彼女が同行するアメリカの日系人旅行団体「1世観光団」は、勝ち組と負け組に分かれて大喧嘩しているという、アメリカというよりはブラジルの日系人みたいな団体さんです。
ま、笑えるといえば笑えるものの、戦時中、彼らがどれほどの辛酸を舐めたか、それはまだ日本では知られていなかったのか、それとも知っていたけれど敢えて無視したのか、いささか複雑な思いもいたしました。

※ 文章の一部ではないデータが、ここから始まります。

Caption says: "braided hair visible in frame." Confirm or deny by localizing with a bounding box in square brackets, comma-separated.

途中、中華料理店「李香蘭」の主人として森繁久彌が登場、「李香蘭のファンなのか?」と尋ねる司葉子(客。銀座の美人喫茶〔たぶん〕のウェイトレスさん)に対して、おかしな日本語(フランキー堺系。というか、こっちの方が早いのか)で、

昔、満州で同じ名前の大きなレストランを経営していたが、あの子は小さい頃、うちの店によく食事に来ていた。 だからデビューするとき、自分の店の名前を芸名にしてあげた。

としようもない駄法螺を吐き、

満州ではレストランだけでなく、放送局も経営していたんだ。

と自分のことまでネタにしていました。

そういや、ここの件で、宝田さん(客。銀座の花屋で働いていて、司葉子と恋人同士の設定)、

一杯、白乾兒!

とか、中国語の台詞をちょこっとだけしゃべっていました。
『香港の夜』のルーツね。

ところで、先ほど台湾人キャストと書きましたが、映画が始まって間もなく、羽田へ向かう飛行機内で山口淑子の席に座っていた旗袍姿の女性が陳惠珠です。
この当時、東宝芸能学校で学んでいた彼女は、卒業後台湾へ帰国、中央電影の専属女優となっていくつかの作品に出演した後再び来日、母校で中国舞踊を教えながら舞台やテレビに出演、特に1961年9月19日に放映された日立劇場『私は嘘をついた』(TBS)は、彼女の半生を描いたドラマで、彼女自身が主演しているそうです。
その後、日本人と結婚して日本に帰化、現在ではこちらの学院長としてご活躍中です(こんなドラマの原作も)。
1970年の『社長学ABC 正・続』では、小沢昭一演じる旺滄海(おー!そーかい)の夫人役で顔を見せていました(2人の姪を演じていたのが、後に邵氏で活躍する恬妮) 。

以前CSでも放映されたことのある本作ですが、この日の上映用プリントは色褪せ褪せの非常に状態の悪いものでした。
ここらでひとつ、新しく焼き直していただきたいものです。